Dalam konteks ini, humanisme ateis muncul sebagai reaksi terhadap pengalaman buruk ini.
Orang-orang mulai melihat konsep Tuhan atau kepercayaan kepada-Nya sebagai sesuatu yang membatasi dan menghambat otonomi manusia.
Menurut para ateis, ide tentang “Tuhan” harus dihapus dari kesadaran manusia. Namun, paradoksnya, untuk “membunuh” Tuhan, Tuhan harus ada dalam kesadaran manusia terlebih dahulu.

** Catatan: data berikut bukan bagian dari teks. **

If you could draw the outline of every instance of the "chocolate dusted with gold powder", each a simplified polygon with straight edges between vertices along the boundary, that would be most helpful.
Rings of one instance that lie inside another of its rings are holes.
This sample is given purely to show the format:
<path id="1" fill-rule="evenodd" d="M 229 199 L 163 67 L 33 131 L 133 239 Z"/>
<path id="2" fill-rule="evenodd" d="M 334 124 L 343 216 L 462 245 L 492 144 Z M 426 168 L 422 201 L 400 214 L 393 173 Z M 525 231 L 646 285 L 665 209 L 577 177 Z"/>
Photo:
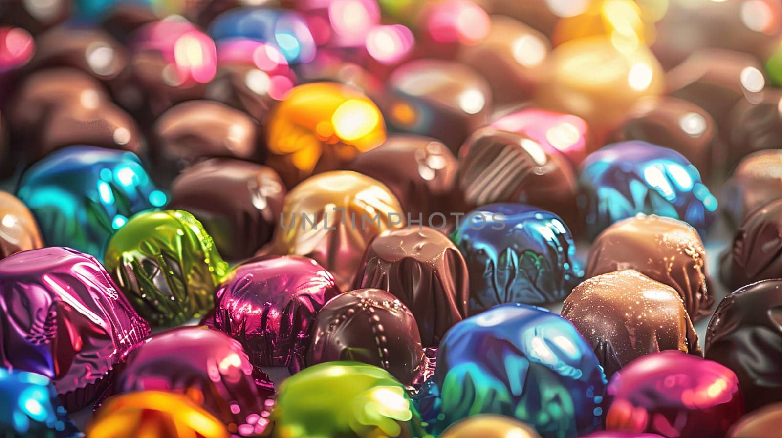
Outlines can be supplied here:
<path id="1" fill-rule="evenodd" d="M 742 159 L 725 183 L 723 211 L 738 227 L 755 209 L 782 198 L 782 150 L 759 151 Z"/>
<path id="2" fill-rule="evenodd" d="M 289 192 L 274 237 L 259 255 L 313 258 L 347 290 L 370 241 L 402 228 L 406 219 L 399 201 L 382 183 L 356 172 L 325 172 Z"/>
<path id="3" fill-rule="evenodd" d="M 430 215 L 447 215 L 454 209 L 458 166 L 454 155 L 439 141 L 394 134 L 356 157 L 348 169 L 388 186 L 410 217 L 421 215 L 425 223 Z"/>
<path id="4" fill-rule="evenodd" d="M 33 214 L 16 196 L 0 191 L 0 259 L 43 246 Z"/>
<path id="5" fill-rule="evenodd" d="M 687 223 L 640 214 L 614 223 L 597 236 L 590 250 L 586 276 L 635 269 L 675 289 L 690 318 L 698 321 L 710 313 L 714 304 L 705 257 L 701 237 Z"/>
<path id="6" fill-rule="evenodd" d="M 388 81 L 383 109 L 389 126 L 433 137 L 456 152 L 491 111 L 491 89 L 467 66 L 420 59 L 396 68 Z"/>
<path id="7" fill-rule="evenodd" d="M 413 313 L 424 347 L 436 347 L 448 329 L 467 317 L 467 276 L 465 258 L 447 237 L 413 226 L 372 240 L 353 288 L 390 292 Z"/>
<path id="8" fill-rule="evenodd" d="M 748 410 L 782 401 L 782 280 L 745 286 L 720 301 L 706 329 L 705 358 L 738 377 Z"/>
<path id="9" fill-rule="evenodd" d="M 607 378 L 649 353 L 680 350 L 701 355 L 679 294 L 635 269 L 585 280 L 565 299 L 561 315 L 594 349 Z"/>
<path id="10" fill-rule="evenodd" d="M 220 254 L 239 260 L 271 240 L 285 196 L 285 185 L 270 167 L 209 158 L 174 180 L 168 207 L 192 213 Z"/>
<path id="11" fill-rule="evenodd" d="M 722 255 L 720 280 L 728 287 L 782 278 L 782 199 L 750 213 Z"/>

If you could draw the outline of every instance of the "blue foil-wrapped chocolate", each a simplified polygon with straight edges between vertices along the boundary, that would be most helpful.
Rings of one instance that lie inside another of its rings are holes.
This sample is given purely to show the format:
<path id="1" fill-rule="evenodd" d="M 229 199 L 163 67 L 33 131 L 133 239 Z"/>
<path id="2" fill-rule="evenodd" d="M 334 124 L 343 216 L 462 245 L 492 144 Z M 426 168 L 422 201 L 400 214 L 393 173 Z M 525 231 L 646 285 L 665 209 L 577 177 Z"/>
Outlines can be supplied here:
<path id="1" fill-rule="evenodd" d="M 597 358 L 569 321 L 511 303 L 448 331 L 418 401 L 436 435 L 468 415 L 500 414 L 543 438 L 572 438 L 600 424 L 605 386 Z"/>
<path id="2" fill-rule="evenodd" d="M 0 368 L 0 436 L 67 438 L 76 427 L 52 381 L 40 374 Z"/>
<path id="3" fill-rule="evenodd" d="M 35 216 L 48 246 L 99 258 L 128 218 L 167 201 L 135 154 L 94 146 L 49 154 L 22 175 L 16 196 Z"/>
<path id="4" fill-rule="evenodd" d="M 467 262 L 470 312 L 495 304 L 565 298 L 583 277 L 570 231 L 557 215 L 523 204 L 490 204 L 451 234 Z"/>
<path id="5" fill-rule="evenodd" d="M 303 63 L 315 56 L 315 41 L 298 12 L 266 8 L 237 8 L 217 16 L 209 28 L 215 41 L 249 38 L 274 44 L 289 63 Z"/>
<path id="6" fill-rule="evenodd" d="M 579 207 L 590 233 L 637 213 L 683 220 L 703 233 L 717 199 L 683 155 L 645 141 L 622 141 L 590 154 L 581 166 Z"/>

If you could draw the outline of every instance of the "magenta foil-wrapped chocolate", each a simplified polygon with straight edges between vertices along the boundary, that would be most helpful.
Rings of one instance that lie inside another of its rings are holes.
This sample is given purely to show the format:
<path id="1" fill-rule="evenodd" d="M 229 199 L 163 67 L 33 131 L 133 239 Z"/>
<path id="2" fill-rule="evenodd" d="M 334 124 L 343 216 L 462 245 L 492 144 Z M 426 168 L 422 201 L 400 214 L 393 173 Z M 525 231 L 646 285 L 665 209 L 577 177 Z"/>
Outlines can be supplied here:
<path id="1" fill-rule="evenodd" d="M 274 386 L 254 368 L 239 342 L 208 327 L 161 332 L 127 355 L 117 392 L 181 393 L 226 425 L 232 437 L 264 432 Z"/>
<path id="2" fill-rule="evenodd" d="M 91 255 L 54 247 L 0 261 L 0 365 L 54 381 L 68 410 L 106 389 L 115 366 L 149 334 Z"/>
<path id="3" fill-rule="evenodd" d="M 217 290 L 213 326 L 244 346 L 258 367 L 304 367 L 315 315 L 339 294 L 332 273 L 306 257 L 240 265 Z"/>

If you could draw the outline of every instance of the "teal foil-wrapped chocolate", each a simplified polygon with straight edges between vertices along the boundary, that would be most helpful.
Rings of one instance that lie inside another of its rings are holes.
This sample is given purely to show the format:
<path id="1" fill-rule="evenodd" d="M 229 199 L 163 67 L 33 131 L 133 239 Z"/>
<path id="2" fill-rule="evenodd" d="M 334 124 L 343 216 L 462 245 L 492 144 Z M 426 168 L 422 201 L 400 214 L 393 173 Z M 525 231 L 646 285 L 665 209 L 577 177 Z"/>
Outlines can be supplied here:
<path id="1" fill-rule="evenodd" d="M 470 313 L 503 303 L 562 300 L 583 277 L 576 244 L 559 216 L 523 204 L 471 212 L 451 234 L 470 279 Z"/>
<path id="2" fill-rule="evenodd" d="M 98 258 L 128 218 L 167 201 L 135 154 L 95 146 L 49 154 L 24 172 L 16 196 L 35 216 L 46 246 Z"/>
<path id="3" fill-rule="evenodd" d="M 182 210 L 131 218 L 112 237 L 104 260 L 133 307 L 156 326 L 203 316 L 228 272 L 201 223 Z"/>

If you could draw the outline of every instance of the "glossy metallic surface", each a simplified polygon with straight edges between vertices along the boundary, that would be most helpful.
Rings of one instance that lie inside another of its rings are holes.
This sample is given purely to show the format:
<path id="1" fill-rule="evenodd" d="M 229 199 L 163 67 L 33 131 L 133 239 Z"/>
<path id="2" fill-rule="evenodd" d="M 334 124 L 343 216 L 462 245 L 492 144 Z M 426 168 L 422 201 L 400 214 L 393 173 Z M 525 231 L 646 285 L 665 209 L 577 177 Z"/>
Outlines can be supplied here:
<path id="1" fill-rule="evenodd" d="M 288 194 L 271 244 L 261 252 L 313 258 L 346 290 L 370 241 L 402 228 L 405 219 L 399 201 L 379 181 L 355 172 L 326 172 Z"/>
<path id="2" fill-rule="evenodd" d="M 606 228 L 590 251 L 586 278 L 621 269 L 635 269 L 673 287 L 694 321 L 711 313 L 714 292 L 706 272 L 706 250 L 686 223 L 637 215 Z"/>
<path id="3" fill-rule="evenodd" d="M 271 421 L 274 438 L 433 438 L 401 383 L 353 361 L 318 364 L 289 378 Z"/>
<path id="4" fill-rule="evenodd" d="M 446 334 L 418 401 L 436 433 L 485 413 L 514 417 L 543 438 L 575 438 L 600 425 L 605 384 L 597 358 L 570 322 L 506 304 Z"/>
<path id="5" fill-rule="evenodd" d="M 679 294 L 634 269 L 586 280 L 565 298 L 561 315 L 592 346 L 608 378 L 649 353 L 701 354 Z"/>
<path id="6" fill-rule="evenodd" d="M 135 154 L 94 146 L 48 155 L 25 170 L 18 187 L 16 196 L 38 220 L 44 243 L 99 258 L 127 218 L 167 201 Z"/>
<path id="7" fill-rule="evenodd" d="M 630 362 L 612 377 L 606 397 L 606 429 L 665 438 L 724 436 L 744 412 L 732 371 L 671 350 Z"/>
<path id="8" fill-rule="evenodd" d="M 713 222 L 717 199 L 681 154 L 622 141 L 590 155 L 581 167 L 579 207 L 590 234 L 638 213 L 683 220 L 699 233 Z"/>
<path id="9" fill-rule="evenodd" d="M 706 329 L 705 357 L 733 370 L 748 411 L 782 401 L 782 280 L 741 287 L 723 299 Z"/>
<path id="10" fill-rule="evenodd" d="M 225 425 L 233 436 L 266 429 L 274 387 L 254 369 L 238 341 L 206 327 L 178 327 L 153 335 L 127 355 L 115 380 L 117 393 L 180 393 Z"/>
<path id="11" fill-rule="evenodd" d="M 0 261 L 2 365 L 54 380 L 66 407 L 95 401 L 149 326 L 93 257 L 63 247 Z"/>
<path id="12" fill-rule="evenodd" d="M 411 226 L 375 238 L 367 247 L 353 289 L 389 291 L 410 309 L 424 347 L 436 347 L 467 317 L 467 265 L 441 232 Z"/>
<path id="13" fill-rule="evenodd" d="M 583 277 L 568 227 L 535 207 L 484 205 L 465 216 L 451 239 L 467 262 L 472 315 L 503 303 L 561 301 Z"/>
<path id="14" fill-rule="evenodd" d="M 304 366 L 315 315 L 339 294 L 314 260 L 274 257 L 239 265 L 215 294 L 214 328 L 239 340 L 256 367 Z"/>
<path id="15" fill-rule="evenodd" d="M 104 264 L 154 326 L 181 324 L 212 308 L 228 264 L 196 218 L 182 210 L 138 214 L 114 233 Z"/>
<path id="16" fill-rule="evenodd" d="M 90 438 L 228 438 L 225 426 L 187 397 L 145 390 L 113 397 L 95 414 Z"/>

Ini menciptakan kontradiksi karena ateis, yang tidak mengakui keberadaan Tuhan, tidak seharusnya berbicara tentang membunuh-Nya. Oleh karena itu, lebih tepatnya, ateis berupaya “menghapus” kesadaran tentang Tuhan.
Selain pendekatan sejarah, ada juga pendekatan epistemologis terhadap humanisme ateis yang ditemukan oleh Immanuel Kant.

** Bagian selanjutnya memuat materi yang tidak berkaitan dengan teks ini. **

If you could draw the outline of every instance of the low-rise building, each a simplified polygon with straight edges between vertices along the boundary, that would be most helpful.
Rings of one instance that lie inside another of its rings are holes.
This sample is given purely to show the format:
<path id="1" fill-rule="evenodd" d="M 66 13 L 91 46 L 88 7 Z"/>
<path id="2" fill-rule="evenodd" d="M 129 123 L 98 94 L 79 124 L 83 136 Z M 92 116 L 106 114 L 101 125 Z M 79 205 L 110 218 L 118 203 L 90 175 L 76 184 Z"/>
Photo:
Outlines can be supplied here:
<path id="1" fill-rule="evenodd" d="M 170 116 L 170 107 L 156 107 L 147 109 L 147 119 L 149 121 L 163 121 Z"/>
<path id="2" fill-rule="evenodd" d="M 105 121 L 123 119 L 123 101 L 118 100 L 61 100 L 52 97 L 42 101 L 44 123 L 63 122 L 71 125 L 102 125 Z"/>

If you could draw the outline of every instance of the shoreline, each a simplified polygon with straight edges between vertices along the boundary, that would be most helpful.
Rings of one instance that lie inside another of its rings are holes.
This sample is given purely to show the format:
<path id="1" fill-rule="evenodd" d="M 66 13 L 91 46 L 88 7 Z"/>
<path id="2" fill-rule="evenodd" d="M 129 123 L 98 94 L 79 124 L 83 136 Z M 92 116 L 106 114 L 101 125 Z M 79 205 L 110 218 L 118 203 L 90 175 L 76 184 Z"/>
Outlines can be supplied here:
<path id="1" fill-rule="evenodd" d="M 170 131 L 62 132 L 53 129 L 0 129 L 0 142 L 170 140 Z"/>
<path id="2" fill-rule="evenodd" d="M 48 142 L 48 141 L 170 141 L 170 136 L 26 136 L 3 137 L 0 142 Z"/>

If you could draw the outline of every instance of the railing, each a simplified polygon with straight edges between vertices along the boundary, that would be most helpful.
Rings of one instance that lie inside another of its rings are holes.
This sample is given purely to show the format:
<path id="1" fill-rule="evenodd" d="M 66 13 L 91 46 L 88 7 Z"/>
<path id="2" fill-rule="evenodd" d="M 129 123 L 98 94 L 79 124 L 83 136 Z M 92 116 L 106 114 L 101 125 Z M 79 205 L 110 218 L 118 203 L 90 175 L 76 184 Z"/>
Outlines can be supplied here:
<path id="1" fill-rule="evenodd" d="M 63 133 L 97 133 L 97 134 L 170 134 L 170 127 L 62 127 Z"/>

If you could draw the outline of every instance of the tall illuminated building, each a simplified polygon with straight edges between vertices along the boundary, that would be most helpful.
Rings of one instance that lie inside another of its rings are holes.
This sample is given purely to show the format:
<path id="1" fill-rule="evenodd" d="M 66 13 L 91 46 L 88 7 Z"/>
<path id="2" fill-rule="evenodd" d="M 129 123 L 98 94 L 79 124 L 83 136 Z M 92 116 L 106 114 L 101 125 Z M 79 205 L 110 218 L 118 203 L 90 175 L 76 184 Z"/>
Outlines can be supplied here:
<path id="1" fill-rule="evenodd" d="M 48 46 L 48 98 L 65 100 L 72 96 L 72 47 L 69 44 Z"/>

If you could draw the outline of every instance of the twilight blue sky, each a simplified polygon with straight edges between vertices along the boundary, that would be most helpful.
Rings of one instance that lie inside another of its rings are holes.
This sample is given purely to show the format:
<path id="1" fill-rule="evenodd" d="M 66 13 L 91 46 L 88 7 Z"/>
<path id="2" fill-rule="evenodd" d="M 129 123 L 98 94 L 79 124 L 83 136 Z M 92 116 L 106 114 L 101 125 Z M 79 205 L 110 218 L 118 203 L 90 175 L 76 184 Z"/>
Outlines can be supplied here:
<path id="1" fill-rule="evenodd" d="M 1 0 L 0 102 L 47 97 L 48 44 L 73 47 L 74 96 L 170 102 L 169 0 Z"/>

Meskipun Kant tidak menolak kepercayaan kepada Tuhan, filsafatnya membuka jalan bagi para humanis setelahnya untuk menghilangkan konsep Tuhan sebagai realitas objektif.
Dalam karyanya yang terkenal, “Kritik terhadap Akal Murni” (Kritik der reinen Vernunft), Kant menganggap Tuhan sebagai ‘ide’ a priori dalam akal kita.

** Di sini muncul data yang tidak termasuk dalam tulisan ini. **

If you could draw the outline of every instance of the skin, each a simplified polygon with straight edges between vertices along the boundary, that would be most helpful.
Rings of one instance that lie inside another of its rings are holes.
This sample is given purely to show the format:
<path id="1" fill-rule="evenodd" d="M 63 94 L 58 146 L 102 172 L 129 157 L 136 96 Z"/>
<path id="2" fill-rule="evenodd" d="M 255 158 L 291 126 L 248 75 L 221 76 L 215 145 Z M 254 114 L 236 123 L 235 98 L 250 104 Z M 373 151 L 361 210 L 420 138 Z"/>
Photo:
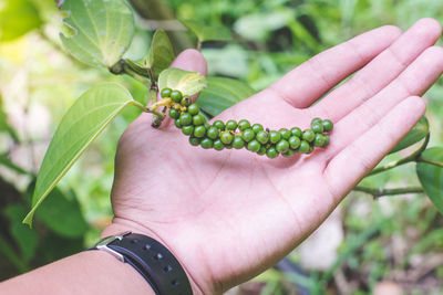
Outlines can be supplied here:
<path id="1" fill-rule="evenodd" d="M 313 117 L 330 118 L 329 147 L 311 155 L 267 159 L 246 150 L 204 150 L 190 146 L 171 120 L 153 129 L 151 115 L 141 115 L 119 143 L 115 218 L 103 236 L 132 230 L 158 239 L 186 270 L 195 294 L 220 294 L 272 266 L 423 115 L 420 96 L 443 72 L 443 50 L 434 46 L 440 35 L 432 19 L 404 33 L 395 27 L 375 29 L 320 53 L 215 118 L 246 118 L 271 129 L 306 129 Z M 173 66 L 206 73 L 203 56 L 193 50 Z M 74 265 L 79 261 L 70 259 Z M 54 265 L 56 272 L 49 265 L 44 274 L 61 273 L 60 262 Z M 10 294 L 19 294 L 17 282 L 45 277 L 41 273 L 12 280 Z"/>

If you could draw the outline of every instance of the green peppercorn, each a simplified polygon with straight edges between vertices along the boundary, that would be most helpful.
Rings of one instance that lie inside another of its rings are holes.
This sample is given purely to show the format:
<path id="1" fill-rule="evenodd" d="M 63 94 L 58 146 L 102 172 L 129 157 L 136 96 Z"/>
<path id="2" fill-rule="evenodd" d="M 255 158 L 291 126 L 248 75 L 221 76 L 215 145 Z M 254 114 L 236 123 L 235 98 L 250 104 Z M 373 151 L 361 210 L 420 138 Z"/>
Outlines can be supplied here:
<path id="1" fill-rule="evenodd" d="M 218 130 L 217 127 L 210 126 L 206 131 L 206 136 L 209 137 L 210 139 L 217 139 L 219 133 L 220 133 L 220 130 Z"/>
<path id="2" fill-rule="evenodd" d="M 281 137 L 285 138 L 286 140 L 288 140 L 289 137 L 291 136 L 291 133 L 286 128 L 281 128 L 278 131 L 280 133 Z"/>
<path id="3" fill-rule="evenodd" d="M 220 134 L 220 140 L 225 145 L 230 145 L 230 143 L 233 143 L 233 140 L 234 140 L 234 135 L 229 131 L 224 131 Z"/>
<path id="4" fill-rule="evenodd" d="M 257 139 L 260 144 L 265 145 L 265 144 L 267 144 L 268 140 L 269 140 L 269 135 L 268 135 L 267 131 L 261 130 L 261 131 L 259 131 L 259 133 L 256 135 L 256 139 Z"/>
<path id="5" fill-rule="evenodd" d="M 171 97 L 171 93 L 173 92 L 172 88 L 163 88 L 162 92 L 159 93 L 163 98 Z"/>
<path id="6" fill-rule="evenodd" d="M 224 148 L 225 144 L 220 139 L 214 140 L 214 149 L 222 150 Z"/>
<path id="7" fill-rule="evenodd" d="M 181 105 L 183 105 L 183 106 L 189 106 L 192 103 L 193 103 L 193 101 L 190 99 L 189 96 L 185 96 L 181 101 Z"/>
<path id="8" fill-rule="evenodd" d="M 309 151 L 309 143 L 306 140 L 301 140 L 300 146 L 298 147 L 298 151 L 301 154 L 307 154 Z"/>
<path id="9" fill-rule="evenodd" d="M 261 124 L 254 124 L 253 125 L 253 131 L 255 131 L 255 134 L 258 134 L 261 130 L 264 130 L 264 127 L 261 126 Z"/>
<path id="10" fill-rule="evenodd" d="M 200 146 L 204 149 L 208 149 L 208 148 L 212 148 L 214 146 L 214 141 L 213 141 L 213 139 L 205 137 L 200 141 Z"/>
<path id="11" fill-rule="evenodd" d="M 324 144 L 324 136 L 322 134 L 316 134 L 316 138 L 313 139 L 313 145 L 316 147 L 322 147 Z"/>
<path id="12" fill-rule="evenodd" d="M 189 105 L 189 106 L 187 107 L 187 112 L 188 112 L 190 115 L 195 116 L 195 115 L 198 114 L 199 108 L 198 108 L 198 106 L 197 106 L 196 104 L 192 104 L 192 105 Z"/>
<path id="13" fill-rule="evenodd" d="M 277 143 L 276 149 L 278 152 L 286 152 L 289 149 L 289 143 L 286 139 L 281 139 L 280 141 Z"/>
<path id="14" fill-rule="evenodd" d="M 288 150 L 287 150 L 285 154 L 282 154 L 282 155 L 284 155 L 284 157 L 289 158 L 289 157 L 291 157 L 295 152 L 296 152 L 296 151 L 293 151 L 292 149 L 288 149 Z"/>
<path id="15" fill-rule="evenodd" d="M 312 129 L 312 131 L 315 131 L 316 134 L 322 134 L 322 133 L 323 133 L 323 125 L 320 124 L 320 123 L 311 124 L 311 129 Z"/>
<path id="16" fill-rule="evenodd" d="M 308 143 L 312 143 L 315 137 L 316 137 L 316 134 L 311 129 L 306 129 L 303 131 L 303 135 L 302 135 L 303 140 L 308 141 Z"/>
<path id="17" fill-rule="evenodd" d="M 313 125 L 313 124 L 321 124 L 321 119 L 320 118 L 318 118 L 318 117 L 316 117 L 316 118 L 313 118 L 312 120 L 311 120 L 311 126 Z"/>
<path id="18" fill-rule="evenodd" d="M 178 119 L 179 110 L 175 108 L 169 108 L 169 117 L 172 117 L 173 119 Z"/>
<path id="19" fill-rule="evenodd" d="M 182 93 L 179 91 L 172 91 L 171 92 L 171 99 L 175 103 L 179 103 L 182 101 Z"/>
<path id="20" fill-rule="evenodd" d="M 174 120 L 174 125 L 175 125 L 175 127 L 177 127 L 178 129 L 182 128 L 182 124 L 181 124 L 179 119 Z"/>
<path id="21" fill-rule="evenodd" d="M 257 154 L 260 156 L 266 155 L 266 150 L 267 150 L 266 147 L 261 146 L 260 149 L 257 151 Z"/>
<path id="22" fill-rule="evenodd" d="M 234 119 L 226 122 L 226 129 L 233 131 L 237 129 L 237 122 L 235 122 Z"/>
<path id="23" fill-rule="evenodd" d="M 203 115 L 198 114 L 193 117 L 193 125 L 197 126 L 197 125 L 203 125 L 203 124 L 205 124 L 205 117 Z M 203 126 L 203 127 L 205 127 L 205 126 Z"/>
<path id="24" fill-rule="evenodd" d="M 329 133 L 333 128 L 333 123 L 330 119 L 323 120 L 322 125 L 326 133 Z"/>
<path id="25" fill-rule="evenodd" d="M 324 138 L 324 141 L 323 141 L 323 145 L 322 145 L 321 147 L 327 147 L 327 146 L 329 146 L 329 135 L 323 134 L 323 138 Z"/>
<path id="26" fill-rule="evenodd" d="M 288 143 L 291 149 L 297 149 L 300 146 L 301 140 L 297 136 L 292 135 L 291 137 L 289 137 Z"/>
<path id="27" fill-rule="evenodd" d="M 193 116 L 189 113 L 182 113 L 179 120 L 182 126 L 187 126 L 193 123 Z"/>
<path id="28" fill-rule="evenodd" d="M 194 128 L 194 136 L 195 136 L 195 137 L 202 138 L 202 137 L 204 137 L 205 135 L 206 135 L 206 128 L 205 128 L 205 126 L 202 126 L 202 125 L 195 126 L 195 128 Z"/>
<path id="29" fill-rule="evenodd" d="M 235 136 L 233 140 L 233 147 L 235 149 L 240 149 L 245 147 L 245 140 L 240 136 Z"/>
<path id="30" fill-rule="evenodd" d="M 270 159 L 277 158 L 278 151 L 275 147 L 270 147 L 268 150 L 266 150 L 266 156 L 268 156 Z"/>
<path id="31" fill-rule="evenodd" d="M 192 135 L 193 131 L 194 131 L 194 126 L 193 125 L 183 126 L 183 128 L 182 128 L 182 133 L 184 135 Z"/>
<path id="32" fill-rule="evenodd" d="M 301 138 L 301 129 L 300 129 L 299 127 L 293 127 L 293 128 L 291 129 L 291 134 L 292 134 L 293 136 L 297 136 L 298 138 Z"/>
<path id="33" fill-rule="evenodd" d="M 213 126 L 217 127 L 220 130 L 225 130 L 225 123 L 223 123 L 222 120 L 217 119 L 216 122 L 214 122 Z"/>
<path id="34" fill-rule="evenodd" d="M 247 149 L 257 152 L 258 150 L 260 150 L 260 147 L 261 147 L 260 143 L 258 143 L 257 139 L 253 139 L 248 143 Z"/>
<path id="35" fill-rule="evenodd" d="M 189 137 L 189 144 L 194 147 L 198 146 L 202 141 L 202 138 L 197 138 L 197 137 Z"/>
<path id="36" fill-rule="evenodd" d="M 238 122 L 238 129 L 240 129 L 240 131 L 246 130 L 250 128 L 250 123 L 247 119 L 240 119 Z"/>
<path id="37" fill-rule="evenodd" d="M 253 131 L 253 129 L 246 129 L 246 130 L 243 131 L 241 138 L 243 138 L 243 140 L 245 140 L 246 143 L 249 143 L 250 140 L 253 140 L 254 138 L 256 138 L 256 134 Z"/>
<path id="38" fill-rule="evenodd" d="M 281 134 L 275 130 L 269 131 L 269 140 L 271 144 L 277 144 L 281 139 Z"/>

Dengan kata lain, Tuhan bukanlah sesuatu yang ada di luar pikiran kita, tetapi bagian dari pemahaman kita, sebagai dasar penyusunan atau bahkan program yang tertanam dalam pikiran kita.
Para humanis “pembunuh Tuhan,” yang bisa kita sebut demikian, menghapus ide Tuhan sebagai sesuatu yang ada di luar pemikiran manusia dan membuat-Nya menjadi bagian dari pemikiran itu sendiri.
Dengan cara ini, Tuhan dipahami sebagai hasil konstruksi manusia.
Pada abad ke-19, filsuf Ludwig Feuerbach dengan tegas menyatakan bahwa teologi sebenarnya adalah antropologi.
Dalam keseluruhan, humanisme modern telah mengubah cara manusia melihat keberagamaan dan keyakinan.
Ia telah memindahkan konsep Tuhan dari realitas objektif menjadi sesuatu yang lebih bersifat subjektif dan kemanusiaan.
Ini adalah perkembangan signifikan dalam sejarah pemikiran manusia yang terus memengaruhi pandangan dunia kita hingga saat ini.